The last twenty years have been incredible for Wilson. He released the Beach Boys’s long-scuttled album SMiLE in 2004 and reunited with the band in 2012, with an album of George Gershwin covers in-between. After the Boys reunited, the biopic Love & Mercy, directed by Terence Malick producer Bill Pohlad and starring Paul Dano as the young maestro and John Cusack as the older patriarch of pop, was released to acclaim and a slew of critics’s award. This period is capped off nicely with what seems like a final telling of Wilson’s history, but this time in uncharacteristic emotional honesty that he usually reserves for his music.

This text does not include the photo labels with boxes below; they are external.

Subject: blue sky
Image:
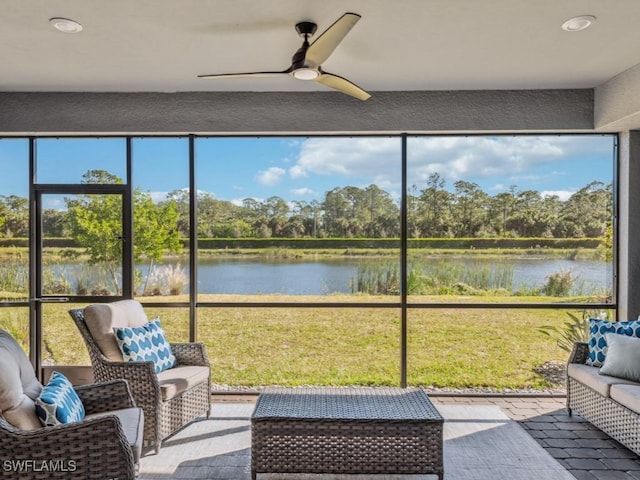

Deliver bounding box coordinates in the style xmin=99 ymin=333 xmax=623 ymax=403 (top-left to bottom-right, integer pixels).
xmin=0 ymin=135 xmax=614 ymax=207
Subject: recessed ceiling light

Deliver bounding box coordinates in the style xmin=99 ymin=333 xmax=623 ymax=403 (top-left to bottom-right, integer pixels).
xmin=562 ymin=15 xmax=596 ymax=32
xmin=49 ymin=18 xmax=82 ymax=33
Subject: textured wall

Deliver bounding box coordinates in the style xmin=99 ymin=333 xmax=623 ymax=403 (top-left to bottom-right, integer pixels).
xmin=0 ymin=89 xmax=593 ymax=135
xmin=594 ymin=65 xmax=640 ymax=132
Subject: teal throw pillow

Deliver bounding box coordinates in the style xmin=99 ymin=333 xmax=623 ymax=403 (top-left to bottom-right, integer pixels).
xmin=113 ymin=318 xmax=178 ymax=373
xmin=585 ymin=318 xmax=640 ymax=367
xmin=600 ymin=333 xmax=640 ymax=382
xmin=35 ymin=372 xmax=85 ymax=427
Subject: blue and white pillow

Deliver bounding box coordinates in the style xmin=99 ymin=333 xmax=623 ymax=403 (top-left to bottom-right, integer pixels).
xmin=35 ymin=372 xmax=85 ymax=427
xmin=113 ymin=318 xmax=178 ymax=373
xmin=585 ymin=318 xmax=640 ymax=367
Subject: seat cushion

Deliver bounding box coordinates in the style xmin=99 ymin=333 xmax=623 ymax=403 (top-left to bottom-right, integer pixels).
xmin=84 ymin=300 xmax=147 ymax=362
xmin=84 ymin=408 xmax=144 ymax=463
xmin=0 ymin=330 xmax=42 ymax=430
xmin=567 ymin=363 xmax=634 ymax=397
xmin=158 ymin=365 xmax=209 ymax=402
xmin=611 ymin=384 xmax=640 ymax=412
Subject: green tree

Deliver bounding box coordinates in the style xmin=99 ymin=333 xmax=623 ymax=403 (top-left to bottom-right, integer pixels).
xmin=0 ymin=195 xmax=29 ymax=237
xmin=65 ymin=170 xmax=182 ymax=292
xmin=133 ymin=190 xmax=182 ymax=290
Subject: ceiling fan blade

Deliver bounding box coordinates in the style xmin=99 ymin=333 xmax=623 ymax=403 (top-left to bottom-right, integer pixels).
xmin=198 ymin=70 xmax=289 ymax=79
xmin=316 ymin=72 xmax=371 ymax=101
xmin=305 ymin=13 xmax=360 ymax=68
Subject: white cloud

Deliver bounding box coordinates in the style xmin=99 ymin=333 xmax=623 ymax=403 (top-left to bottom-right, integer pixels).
xmin=296 ymin=137 xmax=401 ymax=186
xmin=540 ymin=190 xmax=576 ymax=202
xmin=149 ymin=192 xmax=169 ymax=203
xmin=408 ymin=135 xmax=612 ymax=188
xmin=257 ymin=167 xmax=287 ymax=187
xmin=289 ymin=165 xmax=309 ymax=178
xmin=291 ymin=187 xmax=316 ymax=197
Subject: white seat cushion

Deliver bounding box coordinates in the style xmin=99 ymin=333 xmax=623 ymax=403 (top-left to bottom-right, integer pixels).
xmin=0 ymin=330 xmax=42 ymax=430
xmin=84 ymin=300 xmax=147 ymax=362
xmin=158 ymin=365 xmax=209 ymax=402
xmin=611 ymin=383 xmax=640 ymax=412
xmin=567 ymin=363 xmax=634 ymax=397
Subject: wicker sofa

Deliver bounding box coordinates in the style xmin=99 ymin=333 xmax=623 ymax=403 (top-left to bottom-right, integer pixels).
xmin=567 ymin=342 xmax=640 ymax=455
xmin=0 ymin=330 xmax=144 ymax=480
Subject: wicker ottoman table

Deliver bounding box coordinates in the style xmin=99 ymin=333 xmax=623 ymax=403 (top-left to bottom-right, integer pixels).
xmin=251 ymin=388 xmax=444 ymax=480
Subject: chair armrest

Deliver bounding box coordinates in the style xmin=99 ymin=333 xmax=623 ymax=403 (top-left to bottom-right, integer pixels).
xmin=171 ymin=343 xmax=209 ymax=367
xmin=0 ymin=415 xmax=135 ymax=480
xmin=567 ymin=342 xmax=589 ymax=363
xmin=75 ymin=379 xmax=136 ymax=415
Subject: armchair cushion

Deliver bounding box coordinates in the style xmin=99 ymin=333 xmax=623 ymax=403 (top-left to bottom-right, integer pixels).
xmin=84 ymin=300 xmax=147 ymax=362
xmin=158 ymin=365 xmax=209 ymax=402
xmin=36 ymin=372 xmax=84 ymax=427
xmin=113 ymin=318 xmax=176 ymax=373
xmin=0 ymin=330 xmax=42 ymax=430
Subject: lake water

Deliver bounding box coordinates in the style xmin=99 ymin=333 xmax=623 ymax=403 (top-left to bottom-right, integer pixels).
xmin=42 ymin=257 xmax=612 ymax=295
xmin=198 ymin=258 xmax=612 ymax=295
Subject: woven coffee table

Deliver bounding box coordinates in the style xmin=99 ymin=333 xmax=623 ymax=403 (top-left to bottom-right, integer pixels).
xmin=251 ymin=388 xmax=444 ymax=480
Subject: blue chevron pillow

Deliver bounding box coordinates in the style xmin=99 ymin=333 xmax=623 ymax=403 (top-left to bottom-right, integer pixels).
xmin=585 ymin=318 xmax=640 ymax=367
xmin=35 ymin=372 xmax=84 ymax=427
xmin=113 ymin=318 xmax=178 ymax=373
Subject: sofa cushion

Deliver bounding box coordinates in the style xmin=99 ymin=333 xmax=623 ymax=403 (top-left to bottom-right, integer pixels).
xmin=113 ymin=318 xmax=177 ymax=373
xmin=84 ymin=300 xmax=147 ymax=362
xmin=600 ymin=333 xmax=640 ymax=382
xmin=84 ymin=408 xmax=144 ymax=463
xmin=158 ymin=365 xmax=209 ymax=402
xmin=611 ymin=384 xmax=640 ymax=412
xmin=36 ymin=372 xmax=84 ymax=427
xmin=585 ymin=318 xmax=640 ymax=367
xmin=567 ymin=363 xmax=635 ymax=397
xmin=0 ymin=330 xmax=42 ymax=430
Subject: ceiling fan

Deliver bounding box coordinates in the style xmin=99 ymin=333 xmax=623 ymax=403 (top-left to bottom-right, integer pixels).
xmin=198 ymin=13 xmax=371 ymax=100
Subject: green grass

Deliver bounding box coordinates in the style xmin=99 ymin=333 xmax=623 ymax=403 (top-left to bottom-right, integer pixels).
xmin=0 ymin=295 xmax=580 ymax=390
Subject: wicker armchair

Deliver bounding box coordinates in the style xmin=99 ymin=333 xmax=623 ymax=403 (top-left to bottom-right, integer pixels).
xmin=69 ymin=300 xmax=211 ymax=453
xmin=0 ymin=330 xmax=144 ymax=479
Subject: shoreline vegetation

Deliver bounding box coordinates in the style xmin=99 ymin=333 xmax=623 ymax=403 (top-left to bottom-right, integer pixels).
xmin=0 ymin=295 xmax=574 ymax=392
xmin=0 ymin=239 xmax=606 ymax=392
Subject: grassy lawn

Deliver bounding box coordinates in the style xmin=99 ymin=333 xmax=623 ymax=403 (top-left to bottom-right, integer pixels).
xmin=0 ymin=295 xmax=568 ymax=390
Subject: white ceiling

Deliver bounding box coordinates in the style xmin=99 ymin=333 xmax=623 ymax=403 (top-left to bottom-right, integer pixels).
xmin=0 ymin=0 xmax=640 ymax=92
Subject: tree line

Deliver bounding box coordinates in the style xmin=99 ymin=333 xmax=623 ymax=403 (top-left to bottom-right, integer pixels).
xmin=0 ymin=170 xmax=613 ymax=242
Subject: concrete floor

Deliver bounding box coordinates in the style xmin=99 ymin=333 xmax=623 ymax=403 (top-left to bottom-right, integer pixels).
xmin=141 ymin=393 xmax=640 ymax=480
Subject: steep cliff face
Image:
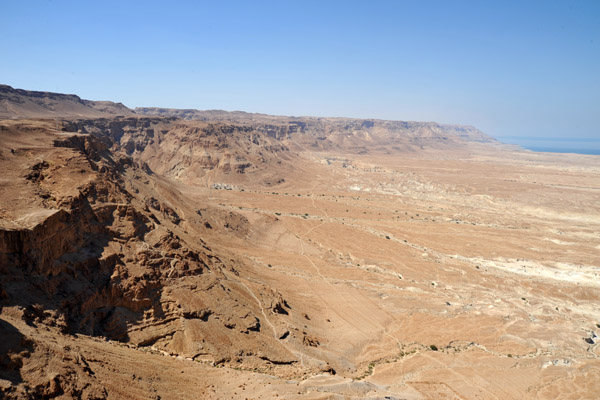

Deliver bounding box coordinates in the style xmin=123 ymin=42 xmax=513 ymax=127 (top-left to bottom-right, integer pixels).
xmin=136 ymin=107 xmax=496 ymax=152
xmin=63 ymin=117 xmax=295 ymax=181
xmin=0 ymin=85 xmax=134 ymax=118
xmin=0 ymin=119 xmax=296 ymax=393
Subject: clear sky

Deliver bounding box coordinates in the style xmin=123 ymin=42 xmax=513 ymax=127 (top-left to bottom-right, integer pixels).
xmin=0 ymin=0 xmax=600 ymax=138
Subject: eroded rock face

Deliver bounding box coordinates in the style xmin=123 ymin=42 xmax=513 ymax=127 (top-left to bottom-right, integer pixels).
xmin=0 ymin=120 xmax=296 ymax=397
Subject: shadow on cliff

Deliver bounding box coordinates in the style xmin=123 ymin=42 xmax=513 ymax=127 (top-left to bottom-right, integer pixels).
xmin=0 ymin=319 xmax=33 ymax=385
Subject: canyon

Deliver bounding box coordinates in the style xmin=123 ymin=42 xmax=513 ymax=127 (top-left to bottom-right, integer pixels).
xmin=0 ymin=85 xmax=600 ymax=400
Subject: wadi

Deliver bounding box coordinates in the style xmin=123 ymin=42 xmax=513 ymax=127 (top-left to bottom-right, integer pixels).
xmin=0 ymin=85 xmax=600 ymax=400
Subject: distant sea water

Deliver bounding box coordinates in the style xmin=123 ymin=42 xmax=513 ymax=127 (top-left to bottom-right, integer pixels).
xmin=496 ymin=136 xmax=600 ymax=155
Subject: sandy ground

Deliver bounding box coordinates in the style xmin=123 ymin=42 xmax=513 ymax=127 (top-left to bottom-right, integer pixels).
xmin=0 ymin=118 xmax=600 ymax=399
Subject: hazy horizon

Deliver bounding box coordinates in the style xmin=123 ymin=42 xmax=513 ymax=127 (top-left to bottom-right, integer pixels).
xmin=0 ymin=1 xmax=600 ymax=138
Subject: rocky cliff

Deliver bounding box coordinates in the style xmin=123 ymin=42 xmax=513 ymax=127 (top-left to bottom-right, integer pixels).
xmin=0 ymin=85 xmax=133 ymax=118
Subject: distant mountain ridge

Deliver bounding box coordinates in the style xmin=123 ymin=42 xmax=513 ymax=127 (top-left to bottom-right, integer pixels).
xmin=0 ymin=85 xmax=134 ymax=118
xmin=0 ymin=85 xmax=498 ymax=153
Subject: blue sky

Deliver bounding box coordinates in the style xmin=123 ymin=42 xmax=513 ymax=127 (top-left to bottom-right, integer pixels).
xmin=0 ymin=0 xmax=600 ymax=139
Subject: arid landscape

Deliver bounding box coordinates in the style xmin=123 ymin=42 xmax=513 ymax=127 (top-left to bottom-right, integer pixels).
xmin=0 ymin=86 xmax=600 ymax=400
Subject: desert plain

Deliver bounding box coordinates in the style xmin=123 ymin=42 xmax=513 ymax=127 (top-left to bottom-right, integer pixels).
xmin=0 ymin=86 xmax=600 ymax=400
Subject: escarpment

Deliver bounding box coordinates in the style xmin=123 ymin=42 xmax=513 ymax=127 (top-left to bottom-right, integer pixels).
xmin=0 ymin=118 xmax=296 ymax=372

Despite some overused celebrity talking heads and a story fans of American pop music must know by heart at this point, Brian Wilson: Long Promised Road feels like the artist’s definitive documentary, some omissions notwithstanding. His long-standing feud with cousin and Beach Boys member Mike Love isn’t mentioned once. In fact, the only mention of Love at all is a compliment from Wilson about his prowess as the band’s front man. Bygones have long become bygones it seems. Even the comically evil people in Brian’s life, like Dr. Eugene Landy—who, Wilson says, made him eat food off the floor and refused to let his family talk to him—is forgiven. Landy was placed in charge of Wilson when he couldn’t kick drugs or his eating habits. His cruel methods eventually got Landy kicked out of Wilson’s life, but the artist really has nothing mean to say about the guy. That’s why this feels like the final public statement from Wilson: he’s only here to vibe, cry, and spend time with his family. Music is part of his life as he still performs, but it’s not his highest aim anymore. Love and mercy is what Brian needs in his twilight years, and it seems like he has it. May his heart be full of spring.
Brian Wilson: Long Promised Road premiered at Tribeca Festival.